07 September 2007 via TMS

The party has launched a campaign to raise the 100,000 signatures necessary to force a referendum to reintroduce into the penal code a measure to allow judges to deport foreigners who commit serious crimes once they have served their jail sentence.

But far more dramatically, it has announced its intention to lay before parliament a law allowing the entire family of a criminal under the age of 18 to be deported as soon as sentence is passed.

It will be the first such law in Europe since the Nazi practice of Sippenhaft – kin liability – whereby relatives of criminals were held responsible for their crimes and punished equally.

The proposal will be a test case not just for Switzerland but for the whole of Europe, where a division between liberal multiculturalism and a conservative isolationism is opening up in political discourse in many countries, the UK included ...

A quarter of Switzerland's workers – one in four, like the black sheep in the poster – are now foreign immigrants to this peaceful, prosperous and stable economy with low unemployment and a per capita GDP larger than that of other Western economies. Zürich has, for the past two years, been named as the city with the best quality of life in the world.

What did the nanny think of the sheep poster, I asked her. "I'm a guest in this country," she replied. "It's best I don't say."

Dr Schlüer is a small affable man. But if he speaks softly he wields a big stick. The statistics are clear, he said, foreigners are four times more likely to commit crimes than Swiss nationals. "In a suburb of Zürich, a group of youths between 14 and 18 recently raped a 13-year-old girl," he said. "It turned out that all of them were already under investigation for some previous offence. They were all foreigners from the Balkans or Turkey. Their parents said these boys are out of control. We say: 'That's not acceptable. It's your job to control them and if you can't do that you'll have to leave'. It's a punishment everyone understands."

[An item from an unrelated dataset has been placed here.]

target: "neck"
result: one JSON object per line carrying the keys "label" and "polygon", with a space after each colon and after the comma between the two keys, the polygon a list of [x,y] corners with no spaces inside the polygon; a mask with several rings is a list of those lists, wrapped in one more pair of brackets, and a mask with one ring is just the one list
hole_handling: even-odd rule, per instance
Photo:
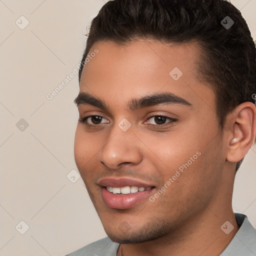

It is far from the party's only controversial idea. Dr Schlüer has launched a campaign for a referendum to ban the building of Muslim minarets. In 2004, the party successfully campaigned for tighter immigration laws using the image of black hands reaching into a pot filled with Swiss passports. And its leading figure, the Justice Minister, Christoph Blocher, has said he wants to soften anti-racism laws because they prevent freedom of speech.

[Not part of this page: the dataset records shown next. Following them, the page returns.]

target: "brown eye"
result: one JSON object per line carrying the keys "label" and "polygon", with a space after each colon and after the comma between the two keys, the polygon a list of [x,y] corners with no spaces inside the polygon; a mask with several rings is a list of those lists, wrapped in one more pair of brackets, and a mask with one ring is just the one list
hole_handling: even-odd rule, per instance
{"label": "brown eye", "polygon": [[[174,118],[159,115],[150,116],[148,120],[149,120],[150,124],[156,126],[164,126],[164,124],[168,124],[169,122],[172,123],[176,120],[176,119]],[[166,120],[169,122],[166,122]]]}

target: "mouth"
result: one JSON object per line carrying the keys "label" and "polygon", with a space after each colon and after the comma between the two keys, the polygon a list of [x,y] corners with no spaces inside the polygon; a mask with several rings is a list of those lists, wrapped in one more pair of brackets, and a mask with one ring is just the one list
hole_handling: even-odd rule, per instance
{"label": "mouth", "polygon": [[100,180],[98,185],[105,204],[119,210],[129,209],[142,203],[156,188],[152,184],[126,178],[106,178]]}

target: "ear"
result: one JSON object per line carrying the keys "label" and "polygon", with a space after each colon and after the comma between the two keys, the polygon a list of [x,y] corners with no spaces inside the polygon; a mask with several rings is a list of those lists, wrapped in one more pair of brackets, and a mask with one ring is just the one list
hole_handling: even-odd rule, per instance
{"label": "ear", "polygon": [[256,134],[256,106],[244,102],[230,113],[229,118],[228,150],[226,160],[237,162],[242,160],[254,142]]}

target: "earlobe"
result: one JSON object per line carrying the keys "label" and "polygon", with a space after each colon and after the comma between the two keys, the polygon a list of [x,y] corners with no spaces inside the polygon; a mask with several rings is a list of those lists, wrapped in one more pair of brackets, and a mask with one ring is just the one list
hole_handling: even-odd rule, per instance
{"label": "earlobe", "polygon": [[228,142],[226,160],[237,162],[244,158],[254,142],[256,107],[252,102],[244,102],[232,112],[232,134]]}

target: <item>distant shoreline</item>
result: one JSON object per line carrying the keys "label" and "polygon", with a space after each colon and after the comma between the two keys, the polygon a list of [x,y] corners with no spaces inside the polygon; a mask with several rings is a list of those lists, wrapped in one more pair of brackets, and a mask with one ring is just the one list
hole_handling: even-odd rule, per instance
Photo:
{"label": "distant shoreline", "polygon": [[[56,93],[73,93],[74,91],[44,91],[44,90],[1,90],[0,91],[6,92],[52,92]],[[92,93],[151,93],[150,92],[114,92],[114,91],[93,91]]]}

... he UN special rapporteur on racism, Doudou Diène, warned earlier this year that a "racist and xenophobic dynamic" which used to be the province of the far right is now becoming a regular part of the democratic system in Switzerland ...

There is no disguising his suspicion of Islam. He has alarmed many of Switzerland's Muslims (some 4.3 per cent of the 7.5 million population) with his campaign to ban the minaret. "We're not against mosques but the minaret is not mentioned in the Koran or other important Islamic texts. It just symbolises a place where Islamic law is established." And Islamic law, he says, is incompatible with Switzerland's legal system.

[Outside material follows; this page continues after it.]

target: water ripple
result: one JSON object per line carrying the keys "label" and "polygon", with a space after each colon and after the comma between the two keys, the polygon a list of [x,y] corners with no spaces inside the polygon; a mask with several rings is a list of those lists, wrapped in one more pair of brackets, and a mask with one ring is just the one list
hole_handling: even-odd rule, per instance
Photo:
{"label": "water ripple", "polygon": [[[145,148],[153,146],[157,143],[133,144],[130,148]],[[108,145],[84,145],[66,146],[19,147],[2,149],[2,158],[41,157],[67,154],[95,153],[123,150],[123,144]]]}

To date there are only two mosques in the country with minarets but planners are turning down applications for more, after opinion polls showed almost half the population favours a ban. What is at stake here in Switzerland is not merely a dislike of foreigners or a distrust of Islam but something far more fundamental. It is a clash that goes to the heart of an identity crisis which is there throughout Europe and the US. It is about how we live in a world that has changed radically since the end of the Cold War with the growth of a globalised economy, increased immigration flows, the rise of Islam as an international force and the terrorism of 9/11. Switzerland only illustrates it more graphically than elsewhere ...

The truth is that at the heart of the Swiss People's Party's vision is a visceral notion of kinship, breeding and blood that liberals would like to think sits very much at odds with the received wisdom of most of the Western world. It is what lies behind the SVP's fear of even moderate Islam. It has warned that because of their higher birth rates Muslims would eventually become a majority in Switzerland if the citizenship rules were eased. It is what lies behind his fierce support for the militia system.